Subject Headings: Text-based Semantic Class Expansion Task, Probabilistic Topic Mode.




A semantic class is a collection of items (words or phrases) which have semantically peer or sibling relationship. This paper studies the employment of topic models to automatically construct semantic classes, taking as the source data a collection of raw semantic classes (RASCs), which were extracted by applying predefined patterns to web pages. The primary requirement (and challenge) here is dealing with multi-membership: An item may belong to multiple semantic classes; and we need to discover as many as possible the different semantic classes the item belongs to. To adopt topic models, we treat RASCs as “documents”, items as “words”, and the final semantic classes as “topics”. Appropriate preprocessing and postprocessing are performed to improve results quality, to reduce computation cost, and to tackle the fixed-k constraint of a typical topic model. Experiments conducted on 40 million web pages show that our approach could yield better results than alternative approaches.

1 Introduction

Semantic class construction (Lin and Pantel, 2001; Pantel and Lin, 2002; Paşca, 2004; Shinzato and Torisawa, 2005; Ohshima et al., 2006) tries to discover the peer or sibling relationship among terms or phrases by organizing them into semantic classes. For example, {red, white, black…} is a semantic class consisting of color instances. A popular way for semantic class discovery is pattern-based approach, where predefined patterns (Table 1) are applied to a collection of web pages or an online web search engine to produce some raw semantic classes (abbreviated as RASCs, Table 2). RASCs cannot be treated as the ultimate semantic classes, because they are typically noisy and incomplete, as shown in Table 2. In addition, the information of one real semantic class may be distributed in lots of RASCs (R2 and R3 in Table 2).

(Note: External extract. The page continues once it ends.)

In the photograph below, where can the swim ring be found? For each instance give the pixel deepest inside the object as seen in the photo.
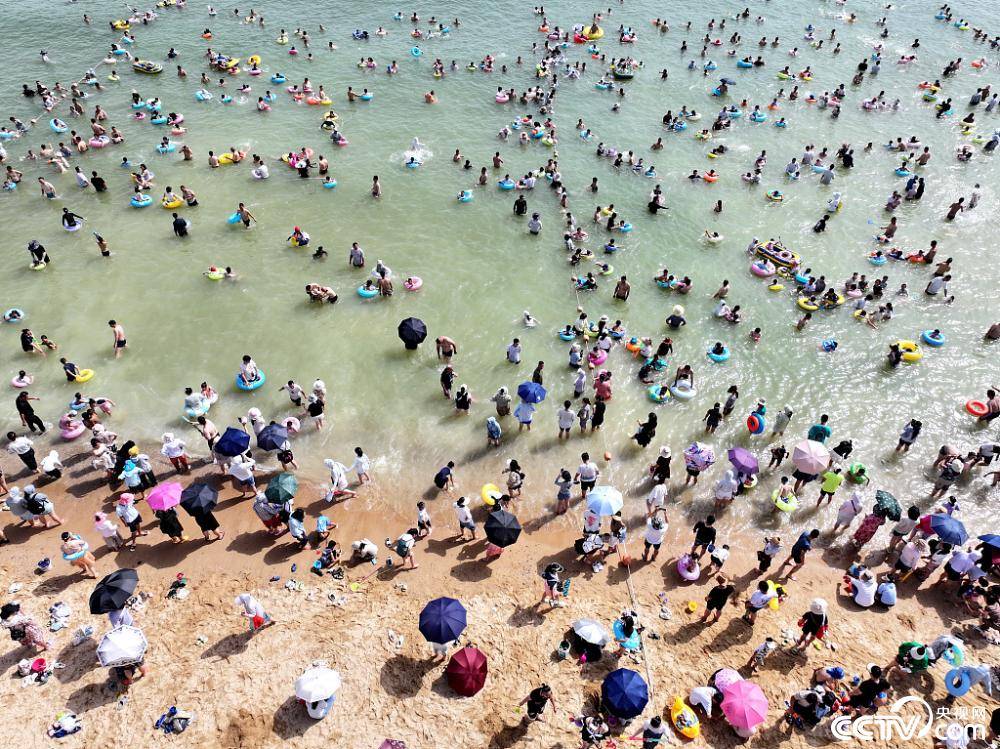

Table 1. Sample patterns (SENT: Sentence structure patterns; TAG: HTML Tag patterns) Type Pattern SENT NP {, NP}*{,} (and|or) {other} NP


  • item
  • item


Table 2. Sample raw semantic classes (RASCs) R1: {gold, silver, copper, coal, iron, uranium} R2: {red, yellow, color, gold, silver, copper} R3: {red, green, blue, yellow} R4: {HTML, Text, PDF, MS Word, Any file type} R5: {Today, Tomorrow, Wednesday, Thursday, Friday, Saturday, Sunday} R6: {Bush, Iraq, Photos, USA, War}

This paper aims to discover high-quality semantic classes from a large collection of noisy RASCs. The primary requirement (and challenge) here is to deal with multi-membership, i.e., one item may belong to multiple different semantic classes. For example, the term “Lincoln” can simultaneously represent a person, a place, or a car brand name. Multi-membership is more popular than at a first glance, because quite a lot of English common words have also been borrowed as company names, places, or product names. For a given item (as a query) which belongs to multiple semantic classes, we intend to return the semantic classes separately, rather than mixing all their items together.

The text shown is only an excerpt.